C'est uniquement pour complicité de crimes de guerre et de crimes contre l'humanité que Germain Katanga a été condamné. Pour enrôlement d'enfants soldats comme pour l'utilisation du viol comme arme de guerre, il a été déclaré innocent.
Pour rappel, le 24 février 2003, ses miliciens, les FPRI s'étaient lancés à l'assaut du village de Bogoro. Germain Katanga, leur chef, a été reconnu coupable de complicité pour avoir facilité et coordonné l'approvisionnement en armes qui ont servi à massacrer quelque 200 personnes dans ce village, tuées par balle et par machettes. Une soixantaine seulement de ces victimes avaient été identifiées et il s'agissait en majorité de femmes, d'enfants et de personnes âgées, ont assuré les juges.
Plus qu’une simple rivalité entre milices
Ce qui pour eux démontrait bien qu'il s'agissait plus que d'une simple rivalité entre milices rivales ; les civils, eux aussi étaient visés. Ils ont estimé que les faits dépassaient le cadre d’une lutte entre les FPRI de Germain Katanga et les UPC de Thomas Lubanga, déjà condamné par la CPI à 14 ans de prison pour enrôlement d'enfants soldats.
Un verdict qui est déjà une victoire pour le bureau du procureur qui avait échoué à prouver en décembre 2012 que l'adjoint de Germain Katanga était lui aussi responsable. Mathieu Ngudjolo Chui avait été acquitté par la CPI. Le bureau du procureur et la défense peuvent évidemment faire appel de cette décision. Il s'agit d'un jugement en première instance. La peine sera fixée lors d'une audience ultérieure.
« Un dysfonctionnement total »
Mais pour Alain Uaykani, ce verdict est largement insuffisant par rapport à la gravité des crimes commis. Recruté à la sortie de l’école alors qu’il n’avait que 13 ans, il a été pendant deux ans, de 2002 à 2004, le garde du corps de Thomas Lubanga :
« La cour a montré un dysfonctionnement total dans sa manière de travailler et la façon dont ce procès a été entamé. Si les choses n’ont pas été bâclées au niveau des témoins, je pense que ça l’a été au niveau des enquêteurs parce qu’aujourd’hui en Ituri, n’importe qui peut tout de suite montrer que le FRPI massacre, viole, prend en otage, recrute des enfants-soldats et incendie peut-être le village. C’est ce qui est connu. Le FRPI, comme Thomas Lubanga, n’a jamais eu de militaires professionnels ; ce n’étaient que des enfants ramassés dans tous les villages de l’Ituri. C’est incroyable que des gens qui sont censés être des experts ne soient pas capables de démontrer cela. »
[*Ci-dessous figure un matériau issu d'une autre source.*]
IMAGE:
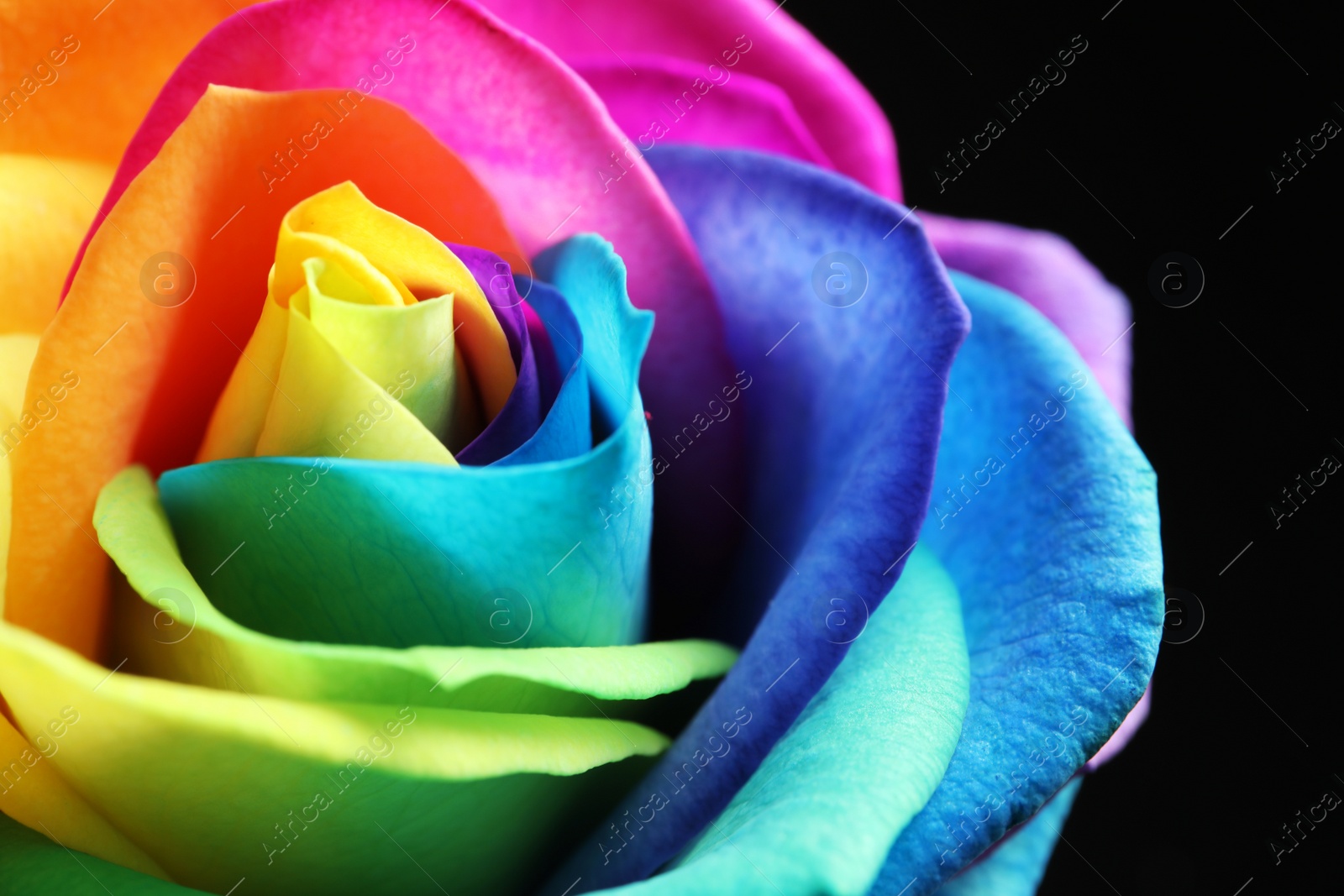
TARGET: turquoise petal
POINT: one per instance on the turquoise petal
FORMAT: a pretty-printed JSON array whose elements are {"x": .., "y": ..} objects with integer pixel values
[
  {"x": 400, "y": 553},
  {"x": 1016, "y": 867},
  {"x": 1045, "y": 512},
  {"x": 858, "y": 765}
]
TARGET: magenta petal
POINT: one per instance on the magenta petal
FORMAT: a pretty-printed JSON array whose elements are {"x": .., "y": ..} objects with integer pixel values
[
  {"x": 1057, "y": 280},
  {"x": 687, "y": 102},
  {"x": 842, "y": 116},
  {"x": 535, "y": 134}
]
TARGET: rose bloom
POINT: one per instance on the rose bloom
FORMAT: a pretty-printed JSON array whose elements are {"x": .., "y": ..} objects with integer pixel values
[{"x": 528, "y": 448}]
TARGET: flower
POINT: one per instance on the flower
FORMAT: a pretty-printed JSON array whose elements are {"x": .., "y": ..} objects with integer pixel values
[{"x": 917, "y": 673}]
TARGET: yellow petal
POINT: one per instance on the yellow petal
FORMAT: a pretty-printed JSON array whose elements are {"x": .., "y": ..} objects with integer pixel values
[{"x": 34, "y": 793}]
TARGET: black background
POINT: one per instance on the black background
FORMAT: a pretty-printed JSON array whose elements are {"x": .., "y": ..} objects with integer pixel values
[{"x": 1173, "y": 118}]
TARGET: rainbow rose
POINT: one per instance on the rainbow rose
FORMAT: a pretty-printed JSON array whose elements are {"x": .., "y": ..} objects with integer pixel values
[{"x": 528, "y": 448}]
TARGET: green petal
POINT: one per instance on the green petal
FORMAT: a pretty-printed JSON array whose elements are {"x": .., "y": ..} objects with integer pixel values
[
  {"x": 33, "y": 864},
  {"x": 374, "y": 797},
  {"x": 175, "y": 633},
  {"x": 823, "y": 809},
  {"x": 398, "y": 553}
]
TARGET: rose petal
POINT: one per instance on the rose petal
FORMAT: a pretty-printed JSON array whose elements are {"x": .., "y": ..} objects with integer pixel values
[
  {"x": 17, "y": 354},
  {"x": 1063, "y": 625},
  {"x": 1016, "y": 866},
  {"x": 46, "y": 207},
  {"x": 842, "y": 116},
  {"x": 150, "y": 375},
  {"x": 523, "y": 410},
  {"x": 171, "y": 631},
  {"x": 568, "y": 430},
  {"x": 35, "y": 794},
  {"x": 656, "y": 107},
  {"x": 396, "y": 553},
  {"x": 846, "y": 406},
  {"x": 237, "y": 773},
  {"x": 92, "y": 114},
  {"x": 30, "y": 862},
  {"x": 864, "y": 758},
  {"x": 1057, "y": 280},
  {"x": 541, "y": 152}
]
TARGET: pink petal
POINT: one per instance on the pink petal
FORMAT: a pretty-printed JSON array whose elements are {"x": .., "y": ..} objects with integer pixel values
[
  {"x": 689, "y": 102},
  {"x": 842, "y": 116},
  {"x": 1057, "y": 280}
]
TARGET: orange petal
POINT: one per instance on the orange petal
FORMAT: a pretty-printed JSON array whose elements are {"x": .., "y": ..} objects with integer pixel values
[
  {"x": 46, "y": 207},
  {"x": 148, "y": 392},
  {"x": 87, "y": 70}
]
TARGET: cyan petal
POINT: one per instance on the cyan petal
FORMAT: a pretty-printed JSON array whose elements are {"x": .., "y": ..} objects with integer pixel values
[
  {"x": 167, "y": 627},
  {"x": 843, "y": 419},
  {"x": 400, "y": 553},
  {"x": 1046, "y": 515},
  {"x": 568, "y": 430},
  {"x": 1016, "y": 867},
  {"x": 822, "y": 810}
]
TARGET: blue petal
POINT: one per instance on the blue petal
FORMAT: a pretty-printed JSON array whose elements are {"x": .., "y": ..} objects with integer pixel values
[
  {"x": 1016, "y": 867},
  {"x": 566, "y": 430},
  {"x": 843, "y": 419},
  {"x": 1046, "y": 515},
  {"x": 859, "y": 763},
  {"x": 400, "y": 553}
]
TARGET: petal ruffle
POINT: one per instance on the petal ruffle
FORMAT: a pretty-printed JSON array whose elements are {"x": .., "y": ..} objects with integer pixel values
[
  {"x": 326, "y": 797},
  {"x": 846, "y": 417},
  {"x": 1016, "y": 866},
  {"x": 859, "y": 763},
  {"x": 167, "y": 627},
  {"x": 757, "y": 36},
  {"x": 335, "y": 550},
  {"x": 35, "y": 794},
  {"x": 33, "y": 864},
  {"x": 148, "y": 375},
  {"x": 546, "y": 155},
  {"x": 1063, "y": 622},
  {"x": 655, "y": 107},
  {"x": 1057, "y": 280},
  {"x": 76, "y": 45},
  {"x": 46, "y": 207}
]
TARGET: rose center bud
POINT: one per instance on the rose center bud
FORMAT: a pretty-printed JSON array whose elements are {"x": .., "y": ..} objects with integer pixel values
[{"x": 375, "y": 342}]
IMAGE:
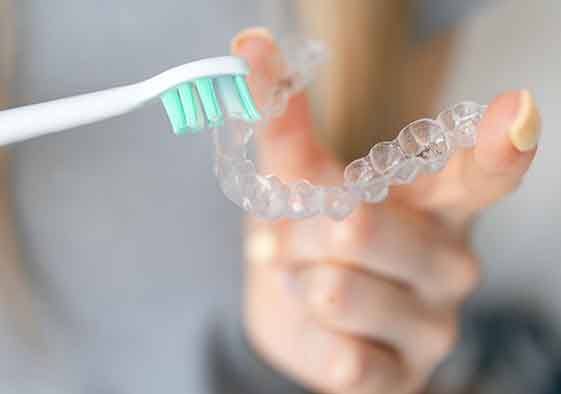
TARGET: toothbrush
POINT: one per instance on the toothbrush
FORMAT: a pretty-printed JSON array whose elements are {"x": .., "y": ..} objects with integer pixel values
[{"x": 194, "y": 96}]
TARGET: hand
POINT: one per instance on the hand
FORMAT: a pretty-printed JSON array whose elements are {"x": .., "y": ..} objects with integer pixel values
[{"x": 370, "y": 305}]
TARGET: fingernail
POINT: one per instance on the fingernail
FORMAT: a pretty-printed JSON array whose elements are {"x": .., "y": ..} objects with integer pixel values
[
  {"x": 251, "y": 33},
  {"x": 526, "y": 129}
]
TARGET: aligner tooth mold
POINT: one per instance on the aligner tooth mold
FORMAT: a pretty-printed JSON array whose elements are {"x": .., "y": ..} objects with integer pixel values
[{"x": 423, "y": 146}]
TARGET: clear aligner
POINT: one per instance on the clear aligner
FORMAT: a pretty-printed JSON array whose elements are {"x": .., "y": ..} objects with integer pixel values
[{"x": 423, "y": 146}]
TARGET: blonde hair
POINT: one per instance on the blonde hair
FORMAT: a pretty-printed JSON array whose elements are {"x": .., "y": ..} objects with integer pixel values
[{"x": 366, "y": 89}]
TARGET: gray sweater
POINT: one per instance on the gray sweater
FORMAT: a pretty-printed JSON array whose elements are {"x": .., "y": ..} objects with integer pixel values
[{"x": 129, "y": 245}]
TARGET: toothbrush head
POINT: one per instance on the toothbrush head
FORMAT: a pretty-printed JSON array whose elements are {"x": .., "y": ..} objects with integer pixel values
[{"x": 211, "y": 89}]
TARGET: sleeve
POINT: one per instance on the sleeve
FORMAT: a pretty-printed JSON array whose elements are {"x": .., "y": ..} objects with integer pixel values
[
  {"x": 234, "y": 367},
  {"x": 431, "y": 17}
]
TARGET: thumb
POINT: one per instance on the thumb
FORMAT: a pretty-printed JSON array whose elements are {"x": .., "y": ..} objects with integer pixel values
[{"x": 286, "y": 146}]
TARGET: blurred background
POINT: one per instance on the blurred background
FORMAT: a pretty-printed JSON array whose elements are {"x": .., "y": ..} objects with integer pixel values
[{"x": 129, "y": 248}]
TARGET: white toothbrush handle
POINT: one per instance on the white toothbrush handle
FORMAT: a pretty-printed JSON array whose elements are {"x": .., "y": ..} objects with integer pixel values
[{"x": 30, "y": 121}]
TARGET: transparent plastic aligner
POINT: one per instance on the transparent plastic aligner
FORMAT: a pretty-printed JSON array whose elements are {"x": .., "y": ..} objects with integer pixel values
[
  {"x": 424, "y": 145},
  {"x": 461, "y": 121},
  {"x": 303, "y": 57}
]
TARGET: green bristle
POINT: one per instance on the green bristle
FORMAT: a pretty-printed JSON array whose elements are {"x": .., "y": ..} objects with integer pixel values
[
  {"x": 247, "y": 100},
  {"x": 194, "y": 115},
  {"x": 210, "y": 102},
  {"x": 174, "y": 109},
  {"x": 231, "y": 99}
]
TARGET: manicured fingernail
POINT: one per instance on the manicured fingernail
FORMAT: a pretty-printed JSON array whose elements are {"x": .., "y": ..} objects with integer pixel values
[
  {"x": 251, "y": 33},
  {"x": 526, "y": 129},
  {"x": 261, "y": 247}
]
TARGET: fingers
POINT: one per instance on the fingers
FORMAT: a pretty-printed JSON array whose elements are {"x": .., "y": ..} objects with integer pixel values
[
  {"x": 287, "y": 147},
  {"x": 400, "y": 244},
  {"x": 339, "y": 363},
  {"x": 476, "y": 178},
  {"x": 507, "y": 141},
  {"x": 363, "y": 305}
]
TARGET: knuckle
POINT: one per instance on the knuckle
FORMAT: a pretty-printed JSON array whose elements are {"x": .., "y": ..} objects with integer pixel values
[
  {"x": 349, "y": 367},
  {"x": 468, "y": 274},
  {"x": 463, "y": 272},
  {"x": 442, "y": 338},
  {"x": 334, "y": 291}
]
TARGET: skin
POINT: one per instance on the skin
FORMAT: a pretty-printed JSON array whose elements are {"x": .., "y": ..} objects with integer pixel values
[{"x": 370, "y": 304}]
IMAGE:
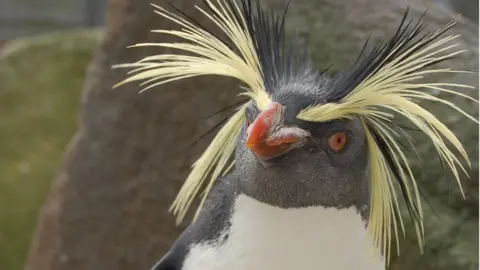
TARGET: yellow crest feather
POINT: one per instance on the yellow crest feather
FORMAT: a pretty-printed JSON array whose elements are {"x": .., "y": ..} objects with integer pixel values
[{"x": 211, "y": 57}]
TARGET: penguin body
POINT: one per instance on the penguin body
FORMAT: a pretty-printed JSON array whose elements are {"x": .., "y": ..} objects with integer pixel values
[
  {"x": 317, "y": 157},
  {"x": 256, "y": 235}
]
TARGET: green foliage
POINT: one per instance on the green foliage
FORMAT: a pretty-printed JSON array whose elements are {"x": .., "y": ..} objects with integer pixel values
[{"x": 41, "y": 80}]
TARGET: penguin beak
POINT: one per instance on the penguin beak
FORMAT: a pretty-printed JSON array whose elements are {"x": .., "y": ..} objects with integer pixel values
[{"x": 267, "y": 136}]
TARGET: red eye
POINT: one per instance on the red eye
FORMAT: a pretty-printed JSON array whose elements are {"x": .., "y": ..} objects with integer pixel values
[{"x": 337, "y": 141}]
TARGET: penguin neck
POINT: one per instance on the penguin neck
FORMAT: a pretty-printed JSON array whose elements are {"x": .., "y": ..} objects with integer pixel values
[{"x": 314, "y": 237}]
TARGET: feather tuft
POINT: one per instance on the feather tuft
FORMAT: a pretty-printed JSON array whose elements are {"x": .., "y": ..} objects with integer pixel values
[{"x": 383, "y": 86}]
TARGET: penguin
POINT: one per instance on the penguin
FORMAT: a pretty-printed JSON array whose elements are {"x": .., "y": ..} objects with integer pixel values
[
  {"x": 305, "y": 207},
  {"x": 303, "y": 175}
]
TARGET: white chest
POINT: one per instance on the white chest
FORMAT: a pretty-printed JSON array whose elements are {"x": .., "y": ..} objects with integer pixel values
[{"x": 263, "y": 237}]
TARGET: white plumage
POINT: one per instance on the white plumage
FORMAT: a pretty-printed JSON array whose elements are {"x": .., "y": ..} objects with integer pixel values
[{"x": 265, "y": 237}]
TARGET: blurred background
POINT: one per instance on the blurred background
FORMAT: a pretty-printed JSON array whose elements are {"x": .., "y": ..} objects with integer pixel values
[{"x": 86, "y": 173}]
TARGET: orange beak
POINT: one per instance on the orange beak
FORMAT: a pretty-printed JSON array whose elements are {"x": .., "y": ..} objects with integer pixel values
[{"x": 259, "y": 134}]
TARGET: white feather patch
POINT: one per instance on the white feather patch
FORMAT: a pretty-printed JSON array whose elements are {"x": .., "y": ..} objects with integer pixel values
[{"x": 264, "y": 237}]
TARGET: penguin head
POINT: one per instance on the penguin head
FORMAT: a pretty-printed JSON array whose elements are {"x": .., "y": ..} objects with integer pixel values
[{"x": 287, "y": 162}]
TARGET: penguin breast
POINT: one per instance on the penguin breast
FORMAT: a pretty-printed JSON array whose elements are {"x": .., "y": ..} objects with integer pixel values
[{"x": 265, "y": 237}]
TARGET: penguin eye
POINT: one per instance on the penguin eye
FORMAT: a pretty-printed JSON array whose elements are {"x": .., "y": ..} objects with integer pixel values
[{"x": 337, "y": 141}]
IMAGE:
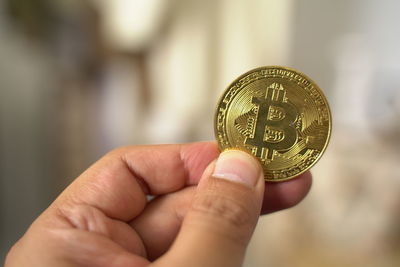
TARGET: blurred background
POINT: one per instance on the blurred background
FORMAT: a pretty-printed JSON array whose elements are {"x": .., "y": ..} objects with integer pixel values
[{"x": 81, "y": 77}]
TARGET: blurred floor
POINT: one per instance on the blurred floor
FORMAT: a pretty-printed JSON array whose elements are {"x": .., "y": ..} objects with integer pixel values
[{"x": 112, "y": 73}]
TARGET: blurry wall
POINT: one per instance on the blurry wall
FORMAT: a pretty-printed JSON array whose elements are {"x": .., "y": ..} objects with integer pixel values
[{"x": 79, "y": 78}]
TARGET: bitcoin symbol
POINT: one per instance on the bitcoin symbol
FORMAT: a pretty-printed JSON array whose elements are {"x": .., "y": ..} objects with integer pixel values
[{"x": 274, "y": 126}]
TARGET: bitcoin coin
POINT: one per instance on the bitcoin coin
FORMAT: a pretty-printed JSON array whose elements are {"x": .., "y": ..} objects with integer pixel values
[{"x": 278, "y": 115}]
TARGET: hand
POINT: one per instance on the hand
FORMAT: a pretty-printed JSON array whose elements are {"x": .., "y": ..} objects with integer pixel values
[{"x": 104, "y": 218}]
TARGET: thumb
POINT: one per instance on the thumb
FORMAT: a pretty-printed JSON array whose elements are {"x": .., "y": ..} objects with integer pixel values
[{"x": 223, "y": 215}]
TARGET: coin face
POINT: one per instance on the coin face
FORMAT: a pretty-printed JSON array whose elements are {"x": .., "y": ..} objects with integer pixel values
[{"x": 277, "y": 114}]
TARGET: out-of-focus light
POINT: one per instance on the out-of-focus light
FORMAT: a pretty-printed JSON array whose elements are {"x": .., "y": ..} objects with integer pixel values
[{"x": 131, "y": 24}]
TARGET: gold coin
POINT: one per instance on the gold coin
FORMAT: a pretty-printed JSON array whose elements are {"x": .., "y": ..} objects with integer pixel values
[{"x": 277, "y": 114}]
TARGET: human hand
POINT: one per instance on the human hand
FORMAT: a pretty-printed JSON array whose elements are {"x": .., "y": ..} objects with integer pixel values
[{"x": 104, "y": 219}]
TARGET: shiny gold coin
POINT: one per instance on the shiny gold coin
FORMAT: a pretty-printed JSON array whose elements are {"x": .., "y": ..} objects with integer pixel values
[{"x": 277, "y": 114}]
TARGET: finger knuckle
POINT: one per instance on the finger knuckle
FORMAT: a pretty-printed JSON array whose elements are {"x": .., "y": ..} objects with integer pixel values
[{"x": 223, "y": 208}]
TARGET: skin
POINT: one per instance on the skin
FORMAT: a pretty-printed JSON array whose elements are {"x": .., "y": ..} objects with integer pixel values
[{"x": 104, "y": 218}]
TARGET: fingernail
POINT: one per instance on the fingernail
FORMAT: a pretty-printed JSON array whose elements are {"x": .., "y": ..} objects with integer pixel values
[{"x": 237, "y": 166}]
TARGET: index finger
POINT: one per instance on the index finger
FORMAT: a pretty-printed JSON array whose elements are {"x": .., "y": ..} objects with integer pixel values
[{"x": 118, "y": 183}]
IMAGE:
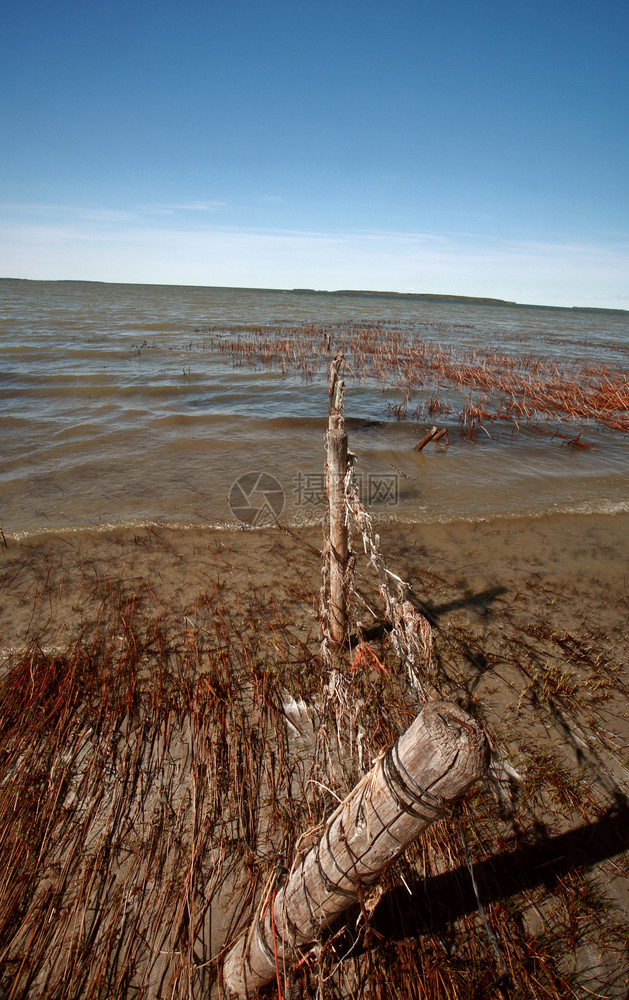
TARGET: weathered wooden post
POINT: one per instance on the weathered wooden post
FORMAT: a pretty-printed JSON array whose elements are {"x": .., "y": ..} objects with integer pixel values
[
  {"x": 337, "y": 547},
  {"x": 429, "y": 767}
]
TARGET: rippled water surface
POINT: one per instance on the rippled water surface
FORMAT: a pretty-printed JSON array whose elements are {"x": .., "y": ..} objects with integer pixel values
[{"x": 119, "y": 404}]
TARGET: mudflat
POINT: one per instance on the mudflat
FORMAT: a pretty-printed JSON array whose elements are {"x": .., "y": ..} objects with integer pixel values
[{"x": 150, "y": 783}]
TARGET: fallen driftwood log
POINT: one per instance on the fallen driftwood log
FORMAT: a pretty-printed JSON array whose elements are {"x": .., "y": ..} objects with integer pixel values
[
  {"x": 432, "y": 435},
  {"x": 429, "y": 767}
]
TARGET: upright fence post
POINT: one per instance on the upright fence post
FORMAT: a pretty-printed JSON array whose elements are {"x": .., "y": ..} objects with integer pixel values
[
  {"x": 337, "y": 547},
  {"x": 429, "y": 767}
]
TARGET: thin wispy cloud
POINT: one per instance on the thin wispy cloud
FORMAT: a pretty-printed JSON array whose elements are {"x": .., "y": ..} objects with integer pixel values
[{"x": 549, "y": 272}]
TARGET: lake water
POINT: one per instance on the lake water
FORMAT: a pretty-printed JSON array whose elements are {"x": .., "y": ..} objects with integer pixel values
[{"x": 123, "y": 405}]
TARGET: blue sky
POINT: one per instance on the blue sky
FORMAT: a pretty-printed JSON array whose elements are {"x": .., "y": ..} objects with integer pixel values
[{"x": 473, "y": 148}]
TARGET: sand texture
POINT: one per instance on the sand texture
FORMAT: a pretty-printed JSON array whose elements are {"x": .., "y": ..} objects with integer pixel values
[{"x": 151, "y": 788}]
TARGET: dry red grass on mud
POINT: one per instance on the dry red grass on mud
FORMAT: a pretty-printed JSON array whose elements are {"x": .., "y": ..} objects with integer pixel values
[{"x": 513, "y": 389}]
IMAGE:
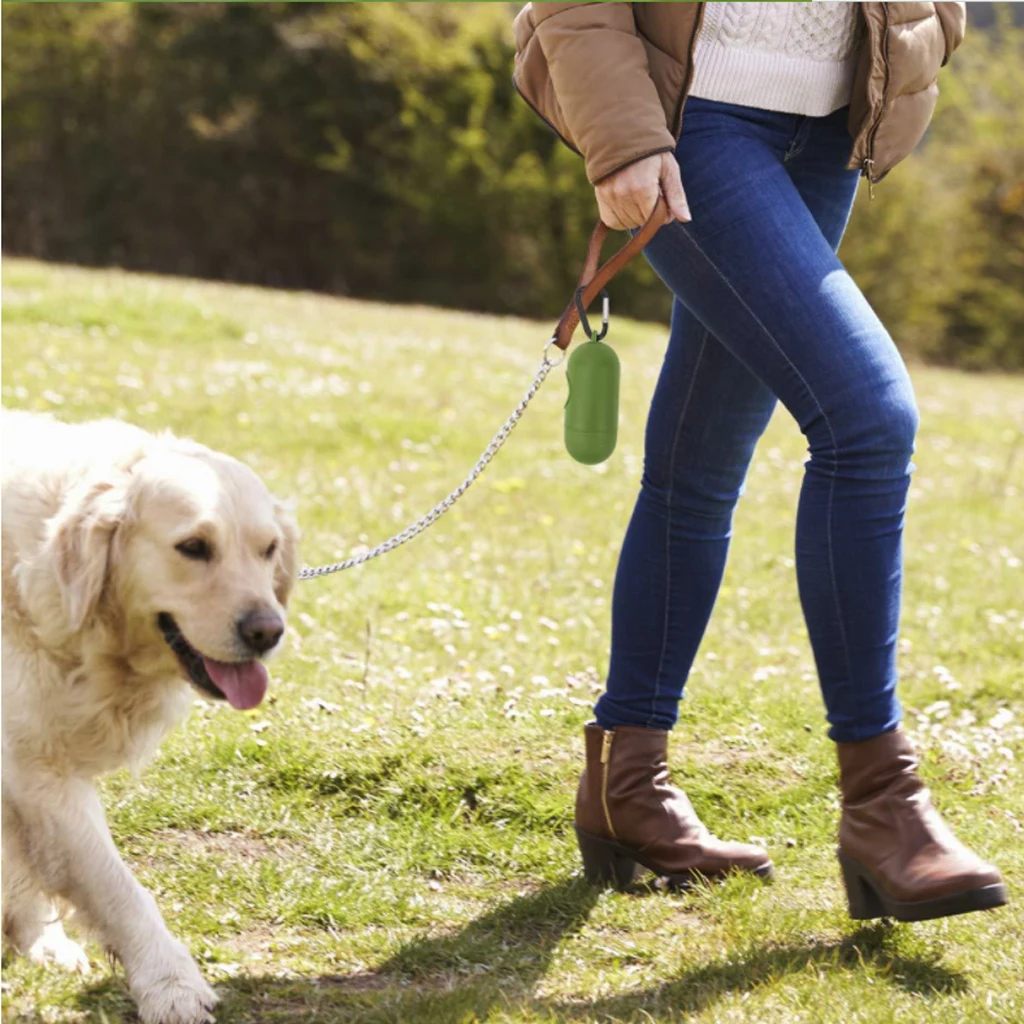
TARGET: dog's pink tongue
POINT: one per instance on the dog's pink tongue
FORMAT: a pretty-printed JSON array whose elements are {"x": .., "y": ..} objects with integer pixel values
[{"x": 244, "y": 683}]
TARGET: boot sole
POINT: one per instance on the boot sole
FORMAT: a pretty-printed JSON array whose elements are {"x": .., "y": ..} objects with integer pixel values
[
  {"x": 607, "y": 862},
  {"x": 869, "y": 901}
]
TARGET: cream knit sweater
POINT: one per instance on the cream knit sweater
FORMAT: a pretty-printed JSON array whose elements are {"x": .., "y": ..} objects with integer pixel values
[{"x": 794, "y": 57}]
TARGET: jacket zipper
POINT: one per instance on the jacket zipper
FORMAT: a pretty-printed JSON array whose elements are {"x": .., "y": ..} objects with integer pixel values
[
  {"x": 868, "y": 164},
  {"x": 605, "y": 758},
  {"x": 697, "y": 22}
]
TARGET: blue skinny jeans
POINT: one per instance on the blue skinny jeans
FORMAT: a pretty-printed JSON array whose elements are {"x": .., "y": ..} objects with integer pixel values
[{"x": 764, "y": 311}]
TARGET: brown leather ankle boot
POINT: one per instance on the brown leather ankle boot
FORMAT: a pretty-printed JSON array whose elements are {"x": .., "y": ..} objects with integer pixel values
[
  {"x": 898, "y": 857},
  {"x": 629, "y": 815}
]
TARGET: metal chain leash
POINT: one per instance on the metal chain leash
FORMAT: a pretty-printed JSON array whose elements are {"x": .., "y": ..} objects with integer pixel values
[{"x": 547, "y": 365}]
Suite à la condamnation de Germain Katanga, des associations de défense des victimes demandent à la CPI de revoir ses méthodes de travail pour être plus efficaces. Elles l’appellent notamment à envoyer les enquêteurs sur le terrain. « Il y a beaucoup de choses à refaire, à améliorer, aussi bien au niveau des enquêtes du bureau du procureur que de la coopération des États avec la Cour pénale internationale […] Il y a aussi une difficulté qui concerne le travail des enquêteurs. On ne peut pas avoir des renseignements ou des informations fiables quand on est loin du lieu ou les crimes où les violations ont été commises », considère ainsi Armel Luhiri, de l’ONG Héritiers de la justice.